True topped the bidding for the 900MHz spectrum with 76.3 billion baht ($2.11 billion) and Jasmine’s bid was valued at 75.7 billion baht, the regulator said. Total Access had the most to lose, because Advanced Info and True won licenses to offer 4G services on the 1800MHz spectrum at a similar auction last month.

The result may surprise investors who expected Advanced Info and Total Access to leverage their stronger balance sheets to accelerate their 4G network expansion and grab a larger share of the market for mobile data in Thailand,  which had about 86 million mobile-phone subscribers as of September. Shares of Total Access slumped 16 percent this week as investors judged that the high bid costs could erode earnings.

“Making a good return from the investment will be a struggle, so this could be the classic case of a winner’s curse,” said Maria Lapiz, an analyst at Maybank Kim Eng Securities (Thailand) Pcl. Average revenue per user will remain under pressure in 2016 as Thailand’s slowing economy limits demand for more costly mobile data services, she said.

DTAC Expansion

Total Access has three years before its current license expires, NBTC commissioner Prawit Leesatapornwongsa told reporters early on Saturday.
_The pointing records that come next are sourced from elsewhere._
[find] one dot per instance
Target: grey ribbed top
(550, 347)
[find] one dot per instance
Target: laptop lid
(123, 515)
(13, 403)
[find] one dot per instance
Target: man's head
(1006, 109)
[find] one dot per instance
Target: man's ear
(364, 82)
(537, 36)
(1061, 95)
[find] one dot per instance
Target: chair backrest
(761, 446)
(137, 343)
“It has to work on marketing strategies, and seek new frequency, and it can bid when its license expires in 2018,” Prawit said.
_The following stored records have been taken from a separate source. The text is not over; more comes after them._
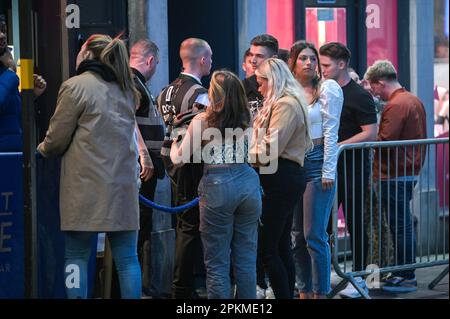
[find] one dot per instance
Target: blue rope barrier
(171, 210)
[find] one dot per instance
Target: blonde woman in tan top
(280, 140)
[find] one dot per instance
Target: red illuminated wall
(382, 41)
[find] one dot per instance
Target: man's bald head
(193, 49)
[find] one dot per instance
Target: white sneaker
(260, 293)
(351, 292)
(269, 293)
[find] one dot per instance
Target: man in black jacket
(184, 95)
(144, 59)
(262, 47)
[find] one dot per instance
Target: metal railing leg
(441, 276)
(342, 284)
(107, 266)
(359, 289)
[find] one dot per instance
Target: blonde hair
(192, 49)
(281, 83)
(228, 102)
(114, 54)
(381, 70)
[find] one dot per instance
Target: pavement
(424, 277)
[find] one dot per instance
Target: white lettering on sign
(73, 277)
(373, 16)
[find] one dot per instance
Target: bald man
(186, 94)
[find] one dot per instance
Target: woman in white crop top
(325, 99)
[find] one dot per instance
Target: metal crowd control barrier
(379, 233)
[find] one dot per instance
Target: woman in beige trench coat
(93, 128)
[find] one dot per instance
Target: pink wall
(382, 42)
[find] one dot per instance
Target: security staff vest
(179, 97)
(150, 123)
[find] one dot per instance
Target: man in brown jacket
(403, 118)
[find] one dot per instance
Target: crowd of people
(265, 193)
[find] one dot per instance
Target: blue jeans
(395, 196)
(309, 232)
(230, 206)
(124, 251)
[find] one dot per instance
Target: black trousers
(188, 242)
(282, 191)
(353, 183)
(146, 215)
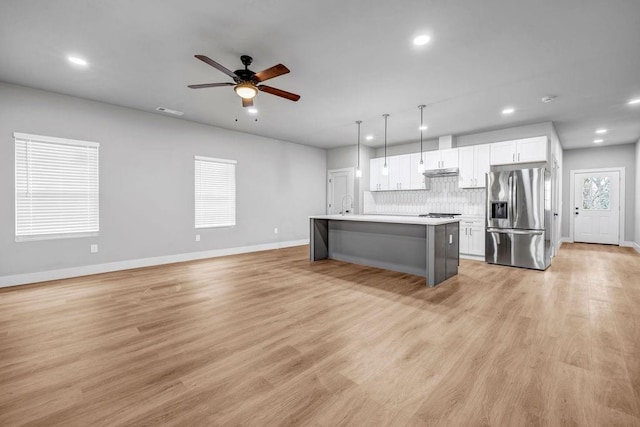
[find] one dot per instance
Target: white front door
(340, 191)
(596, 207)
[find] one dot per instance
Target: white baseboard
(631, 244)
(65, 273)
(472, 257)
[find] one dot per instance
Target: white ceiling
(349, 60)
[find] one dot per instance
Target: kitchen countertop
(396, 219)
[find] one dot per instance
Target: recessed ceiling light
(421, 40)
(77, 61)
(169, 111)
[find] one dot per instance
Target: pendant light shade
(385, 168)
(421, 164)
(358, 170)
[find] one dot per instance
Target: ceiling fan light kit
(247, 82)
(246, 90)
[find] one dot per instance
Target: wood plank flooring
(269, 339)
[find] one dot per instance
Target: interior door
(596, 207)
(340, 191)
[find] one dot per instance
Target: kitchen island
(427, 247)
Total Access will use the funds that it planned to spend on a license to invest in its network and marketing campaigns for the company’s 3G and 4G services, CEO Lars-Ake Norling said in a statement Saturday. The company, known locally as DTAC, is confident that its existing bandwidth -- on the 2100MHz, 1800MHz and 850MHz spectrum -- is sufficient to provide high-speed data services to its subscribers, and it plans to expand nationwide 4G coverage in 2016, he said.

True, 18 percent owned by China Mobile Ltd. and controlled by Thailand’s Charoen Pokphand Group, will pay the equivalent of $3.2 billion for the two licenses it secured during the auctions, which may increase the need to raise future capital. The company earlier this month said it will spend 40 billion baht to expand its network, and expects to double the number of 4G users to more than 4 million over the next year.

Fresh Capital

“Its mobile-phone business is likely to become even more loss-making,” Maybank Kim Eng’s Lapiz said before the auction concluded. “And given other business segments also struggle to make profits, True could go into losses. A capital increase is highly likely.”
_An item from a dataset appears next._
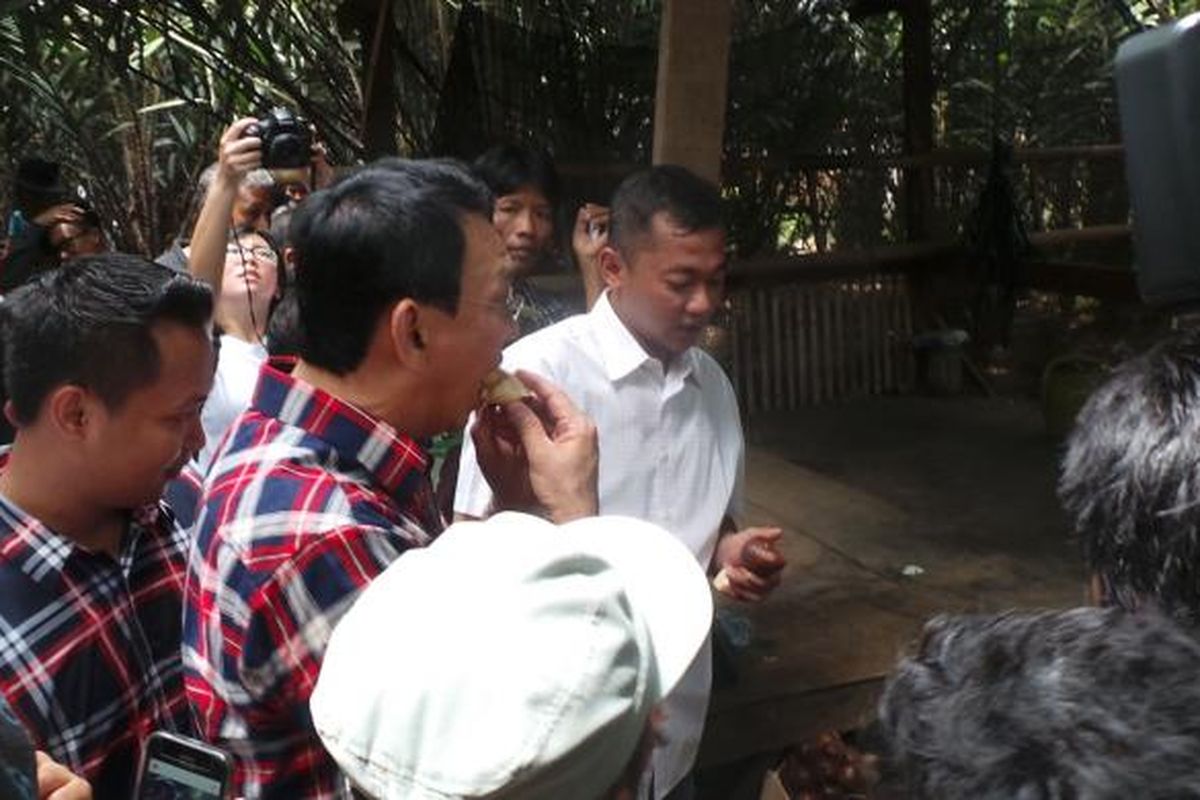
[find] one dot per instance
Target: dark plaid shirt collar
(396, 462)
(43, 553)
Thai mobile-phone subscribers will start moving to the new faster networks in February, and the number of 4G subscribers will reach 20 million by the end of next year, according to the NBTC. The auction was also a windfall for the country’s military government, which has pledged to use the $6.5 billion raised in recent months to help farmers cope with a crippling drought and slumping crop prices.

Thai companies began offering 3G services in mid-2013 after eight years of delays caused by legal battles and regulatory wrangling. In 2012, the Thai telecom regulator raised 41.6 billion baht in an auction for licenses of third-generation cellular services. Advanced Info, Total Access and True won those licenses. Total Access and True had already started offering services at speeds approaching 4G using existing spectrum.

“It will help drive Thailand toward the digital economy,” Minister of Information and Communication Technology Uttama Savanayana told reporters Friday in Bangkok. “Proceeds from the auction will also benefit all sectors in Thailand.”